Something to fight with Sigma? Definitely will look out for its price! And whether it has autofocus or not...

https://www.facebook.com/fotogears/photos/a.195142573849174.53552.132293013467464/878676795495745/?type=1&theater


----------



## preppyak (Aug 25, 2014)

Well, if its priced in the $2-300 range, sure. They might have a slight advantage in that not many people love the canon 50mm f/1.4, but it goes pretty cheaply.

The other problem they have to compete with is, for mirrorless, they are an endless supply of legacy 50mm f/1.4 lenses for <$100 or so. I know I bought the FD 50mm for my GH2, so it forces their lens even further into a niche.

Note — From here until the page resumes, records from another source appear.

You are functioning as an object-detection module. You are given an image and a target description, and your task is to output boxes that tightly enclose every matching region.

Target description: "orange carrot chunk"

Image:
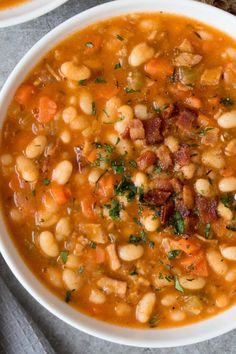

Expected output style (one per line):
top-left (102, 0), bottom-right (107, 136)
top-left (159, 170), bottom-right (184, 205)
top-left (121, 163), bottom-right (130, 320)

top-left (144, 58), bottom-right (173, 79)
top-left (37, 96), bottom-right (57, 123)
top-left (15, 84), bottom-right (34, 106)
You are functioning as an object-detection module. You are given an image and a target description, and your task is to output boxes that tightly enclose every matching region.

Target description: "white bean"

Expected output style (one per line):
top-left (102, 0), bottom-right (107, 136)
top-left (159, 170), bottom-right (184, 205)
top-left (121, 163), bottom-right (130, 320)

top-left (128, 42), bottom-right (155, 66)
top-left (16, 155), bottom-right (39, 182)
top-left (25, 135), bottom-right (47, 159)
top-left (1, 154), bottom-right (13, 166)
top-left (217, 202), bottom-right (233, 221)
top-left (219, 176), bottom-right (236, 193)
top-left (55, 216), bottom-right (72, 241)
top-left (206, 249), bottom-right (228, 276)
top-left (202, 148), bottom-right (225, 169)
top-left (164, 135), bottom-right (179, 153)
top-left (195, 178), bottom-right (212, 197)
top-left (38, 231), bottom-right (59, 257)
top-left (62, 106), bottom-right (77, 124)
top-left (60, 61), bottom-right (91, 81)
top-left (133, 172), bottom-right (148, 192)
top-left (142, 215), bottom-right (161, 232)
top-left (52, 160), bottom-right (73, 185)
top-left (179, 276), bottom-right (206, 290)
top-left (118, 244), bottom-right (144, 262)
top-left (106, 244), bottom-right (121, 270)
top-left (89, 289), bottom-right (106, 305)
top-left (79, 91), bottom-right (95, 115)
top-left (134, 104), bottom-right (148, 120)
top-left (62, 269), bottom-right (82, 290)
top-left (225, 139), bottom-right (236, 156)
top-left (220, 246), bottom-right (236, 261)
top-left (218, 110), bottom-right (236, 129)
top-left (136, 292), bottom-right (156, 323)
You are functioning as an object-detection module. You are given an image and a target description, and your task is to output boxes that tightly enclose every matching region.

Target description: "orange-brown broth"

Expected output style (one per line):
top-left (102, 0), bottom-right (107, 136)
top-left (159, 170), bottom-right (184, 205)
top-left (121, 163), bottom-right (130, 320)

top-left (1, 14), bottom-right (236, 327)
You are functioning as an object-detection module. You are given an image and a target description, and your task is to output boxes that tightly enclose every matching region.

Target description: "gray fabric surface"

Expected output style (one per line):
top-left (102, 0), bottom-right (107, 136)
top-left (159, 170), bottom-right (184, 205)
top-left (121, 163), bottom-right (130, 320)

top-left (0, 0), bottom-right (236, 354)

A 50mm f/1.2 would have been a big deal if they sold it in the same price range as Sigma sells their Art 35mm


----------



## Zv (Aug 25, 2014)

preppyak said:


> Well, if its priced in the $2-300 range, sure. They might have a slight advantage in that not many people love the canon 50mm f/1.4, but it goes pretty cheaply.
> 
> The other problem they have to compete with is, for mirrorless, they are an endless supply of legacy 50mm f/1.4 lenses for <$100 or so. I know I bought the FD 50mm for my GH2, so it forces their lens even further into a niche.
> 
> A 50mm f/1.2 would have been a big deal if they sold it in the same price range as Sigma sells their Art 35mm



I also have an FD 50 1.4 so prob wont be needing this Samyang. I love my SY 14mm f/2.8, the IQ even wide open is astonishing. If this new 50 is sharp wide open it might make me think about it in M mount but other than that I like my 50s with AF. It's a great people focal length for events indoors and people don't stay still for long! "Hey just hold that smile for about a minute while I focus via live view!" Yeah, not gonna happen. 

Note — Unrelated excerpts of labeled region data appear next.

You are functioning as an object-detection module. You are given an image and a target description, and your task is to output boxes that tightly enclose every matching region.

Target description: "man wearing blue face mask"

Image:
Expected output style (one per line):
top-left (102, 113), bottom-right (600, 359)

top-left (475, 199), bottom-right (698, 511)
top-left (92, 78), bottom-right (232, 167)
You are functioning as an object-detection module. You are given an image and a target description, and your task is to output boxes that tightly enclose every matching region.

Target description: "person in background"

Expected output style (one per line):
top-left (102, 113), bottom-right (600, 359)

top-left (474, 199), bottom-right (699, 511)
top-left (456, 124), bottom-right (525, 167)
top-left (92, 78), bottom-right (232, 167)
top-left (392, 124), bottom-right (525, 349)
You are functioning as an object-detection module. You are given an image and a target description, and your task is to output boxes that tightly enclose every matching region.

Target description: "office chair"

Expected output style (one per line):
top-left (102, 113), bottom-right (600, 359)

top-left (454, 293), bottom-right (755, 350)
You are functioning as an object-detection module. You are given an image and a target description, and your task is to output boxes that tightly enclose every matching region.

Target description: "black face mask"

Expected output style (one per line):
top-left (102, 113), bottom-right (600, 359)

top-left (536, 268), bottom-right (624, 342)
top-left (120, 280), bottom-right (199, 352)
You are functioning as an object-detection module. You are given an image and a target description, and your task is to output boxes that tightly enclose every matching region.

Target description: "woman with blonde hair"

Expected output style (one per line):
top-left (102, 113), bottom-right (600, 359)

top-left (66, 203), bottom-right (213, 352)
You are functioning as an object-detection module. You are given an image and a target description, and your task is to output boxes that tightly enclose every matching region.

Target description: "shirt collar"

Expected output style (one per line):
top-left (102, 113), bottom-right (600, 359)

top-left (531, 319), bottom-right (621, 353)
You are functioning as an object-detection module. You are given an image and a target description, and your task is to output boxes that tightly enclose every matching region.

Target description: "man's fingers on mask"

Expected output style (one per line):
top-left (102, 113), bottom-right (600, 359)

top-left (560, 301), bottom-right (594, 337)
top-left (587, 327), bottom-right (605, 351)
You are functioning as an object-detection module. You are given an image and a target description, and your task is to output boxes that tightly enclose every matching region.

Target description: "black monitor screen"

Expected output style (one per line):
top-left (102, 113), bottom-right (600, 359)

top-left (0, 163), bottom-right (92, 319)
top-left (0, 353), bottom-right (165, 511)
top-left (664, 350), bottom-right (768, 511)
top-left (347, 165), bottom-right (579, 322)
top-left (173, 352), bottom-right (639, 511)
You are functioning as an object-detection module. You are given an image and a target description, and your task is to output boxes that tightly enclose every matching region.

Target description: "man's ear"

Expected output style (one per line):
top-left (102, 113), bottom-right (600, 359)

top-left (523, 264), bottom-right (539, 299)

Cheap studio lens perhaps? Food photography? Flowers etc? Yeah those guys might have something to say about this lens.


----------



## fsgray (Aug 25, 2014)

I am. It's all manual like the 85 and 35, but sized for mirrorless cameras with native mounts.


----------



## dcm (Aug 25, 2014)

fsgray said:


> ... but sized for mirrorless cameras with native mounts.



Well, the 35 and 85 do have native mounts, but they are sized for full frame sensors and flange distances. The weight of the EF and EF-M versions are the same and the EF-M version is 26mm longer than the EF version (basically has a built-in EF-M to EF adapter). The EF-M version would be the same as buying the EF version and using Canon's adapter. Lenses sized for the M are less than half the weight and much shorter.


----------



## moreorless (Aug 25, 2014)

The issue will be I'd say that a manual 50mm lens will likely have higher optical expectations of it than a cheap AF nifty 50.

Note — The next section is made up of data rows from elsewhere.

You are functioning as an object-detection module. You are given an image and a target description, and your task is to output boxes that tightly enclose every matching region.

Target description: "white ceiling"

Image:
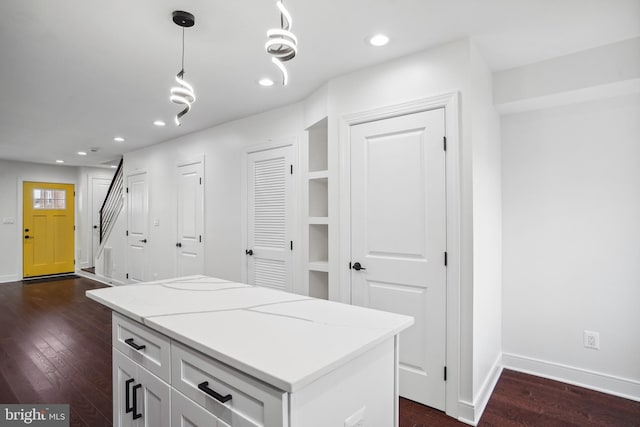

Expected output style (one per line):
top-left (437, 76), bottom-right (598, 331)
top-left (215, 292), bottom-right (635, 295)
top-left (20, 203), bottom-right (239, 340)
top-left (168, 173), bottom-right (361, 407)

top-left (0, 0), bottom-right (640, 165)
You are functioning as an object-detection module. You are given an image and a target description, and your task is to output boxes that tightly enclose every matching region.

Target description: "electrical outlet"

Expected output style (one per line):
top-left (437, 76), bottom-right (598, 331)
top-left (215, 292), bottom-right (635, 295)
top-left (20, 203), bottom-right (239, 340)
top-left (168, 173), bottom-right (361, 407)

top-left (344, 406), bottom-right (366, 427)
top-left (583, 331), bottom-right (600, 350)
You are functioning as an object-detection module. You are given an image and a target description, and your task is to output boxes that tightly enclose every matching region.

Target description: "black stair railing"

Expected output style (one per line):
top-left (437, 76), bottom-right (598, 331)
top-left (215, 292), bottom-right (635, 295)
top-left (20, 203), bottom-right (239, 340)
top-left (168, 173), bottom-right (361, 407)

top-left (100, 159), bottom-right (124, 243)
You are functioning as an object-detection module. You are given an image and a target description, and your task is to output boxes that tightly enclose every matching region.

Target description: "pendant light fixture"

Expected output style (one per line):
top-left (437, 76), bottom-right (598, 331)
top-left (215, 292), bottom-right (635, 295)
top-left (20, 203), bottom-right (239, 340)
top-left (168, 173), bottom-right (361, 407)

top-left (264, 0), bottom-right (298, 86)
top-left (169, 10), bottom-right (196, 126)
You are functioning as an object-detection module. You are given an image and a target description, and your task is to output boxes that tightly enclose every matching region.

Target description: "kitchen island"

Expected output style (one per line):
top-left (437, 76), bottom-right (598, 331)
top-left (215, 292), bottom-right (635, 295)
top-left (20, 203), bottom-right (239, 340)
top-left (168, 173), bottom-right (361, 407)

top-left (87, 276), bottom-right (413, 427)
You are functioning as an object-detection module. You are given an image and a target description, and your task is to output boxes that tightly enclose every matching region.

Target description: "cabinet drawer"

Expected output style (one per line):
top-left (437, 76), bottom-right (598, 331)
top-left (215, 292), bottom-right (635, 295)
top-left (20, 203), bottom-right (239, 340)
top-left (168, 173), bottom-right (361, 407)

top-left (111, 312), bottom-right (171, 382)
top-left (171, 389), bottom-right (229, 427)
top-left (171, 341), bottom-right (288, 427)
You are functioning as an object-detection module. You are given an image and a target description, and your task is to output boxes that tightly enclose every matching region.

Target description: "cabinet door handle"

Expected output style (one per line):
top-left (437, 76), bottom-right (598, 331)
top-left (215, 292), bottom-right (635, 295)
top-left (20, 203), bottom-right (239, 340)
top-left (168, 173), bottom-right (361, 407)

top-left (124, 378), bottom-right (135, 414)
top-left (133, 384), bottom-right (142, 420)
top-left (198, 381), bottom-right (231, 403)
top-left (124, 338), bottom-right (146, 350)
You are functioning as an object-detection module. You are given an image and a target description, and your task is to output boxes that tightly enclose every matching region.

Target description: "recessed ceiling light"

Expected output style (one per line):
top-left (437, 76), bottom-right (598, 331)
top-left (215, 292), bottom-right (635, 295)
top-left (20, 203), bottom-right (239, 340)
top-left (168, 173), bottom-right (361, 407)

top-left (369, 34), bottom-right (389, 47)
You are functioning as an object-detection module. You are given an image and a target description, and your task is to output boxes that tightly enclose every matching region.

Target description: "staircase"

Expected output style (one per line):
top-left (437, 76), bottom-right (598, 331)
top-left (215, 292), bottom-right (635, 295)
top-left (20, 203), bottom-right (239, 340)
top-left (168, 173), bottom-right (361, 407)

top-left (98, 159), bottom-right (124, 247)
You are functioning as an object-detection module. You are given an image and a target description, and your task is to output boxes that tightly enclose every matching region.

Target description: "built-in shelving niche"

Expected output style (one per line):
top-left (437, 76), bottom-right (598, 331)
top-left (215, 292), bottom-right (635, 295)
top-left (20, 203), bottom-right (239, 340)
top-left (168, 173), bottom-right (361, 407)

top-left (307, 118), bottom-right (329, 299)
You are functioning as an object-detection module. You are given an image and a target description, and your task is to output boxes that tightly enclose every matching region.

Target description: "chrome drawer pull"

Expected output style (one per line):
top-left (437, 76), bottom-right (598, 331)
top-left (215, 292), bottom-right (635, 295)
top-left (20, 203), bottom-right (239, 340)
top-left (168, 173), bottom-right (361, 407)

top-left (198, 381), bottom-right (231, 403)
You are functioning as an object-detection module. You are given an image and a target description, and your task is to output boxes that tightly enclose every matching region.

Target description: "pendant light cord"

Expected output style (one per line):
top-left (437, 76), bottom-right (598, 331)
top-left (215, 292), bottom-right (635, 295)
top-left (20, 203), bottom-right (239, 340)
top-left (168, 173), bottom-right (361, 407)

top-left (182, 27), bottom-right (184, 74)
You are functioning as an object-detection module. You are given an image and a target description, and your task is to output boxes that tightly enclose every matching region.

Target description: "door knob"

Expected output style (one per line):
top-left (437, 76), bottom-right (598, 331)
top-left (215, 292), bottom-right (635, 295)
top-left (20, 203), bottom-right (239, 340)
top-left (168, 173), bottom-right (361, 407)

top-left (353, 262), bottom-right (366, 271)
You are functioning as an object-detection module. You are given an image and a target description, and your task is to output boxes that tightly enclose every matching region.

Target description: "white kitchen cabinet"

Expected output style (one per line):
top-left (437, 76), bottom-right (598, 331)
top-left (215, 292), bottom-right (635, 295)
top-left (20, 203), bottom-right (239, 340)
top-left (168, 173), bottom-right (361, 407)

top-left (113, 347), bottom-right (171, 427)
top-left (87, 276), bottom-right (413, 427)
top-left (171, 389), bottom-right (229, 427)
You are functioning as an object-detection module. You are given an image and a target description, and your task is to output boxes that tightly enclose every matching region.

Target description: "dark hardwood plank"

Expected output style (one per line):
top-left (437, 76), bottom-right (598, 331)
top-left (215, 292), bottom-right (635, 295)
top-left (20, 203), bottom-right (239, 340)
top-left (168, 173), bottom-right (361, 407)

top-left (0, 278), bottom-right (640, 427)
top-left (0, 277), bottom-right (112, 427)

50mm seems to be a difficult focal length to please everyone as well, perhaps partly down to the technical side but also I'd say because it can have a number of different uses. With a 35mm lens for example sharpness across the frame is likely the main consideration for the majority, with an 85mm smooth bokeh maybe, with a 50mm a lot of people want both.


----------



## Tanispyre (Aug 25, 2014)

Well, if it has the auto aperture with focus confirmation like their new 35, then maybe. Otherwise I will stick with my Pentax 50mm primes.


----------



## leGreve (Aug 26, 2014)

I can imagine it being tough to sell as a photo lens, but the VDSLR version is going to have a hard time meeting the demand.

Video / film people have been complaining since forever about there missing this one lens. And the lack of a 50mm was the sole reason I didn't invest in the Samyang lenses. Now the cine set is complete.

Let's hope they didn't drop the ball image quality wise.


----------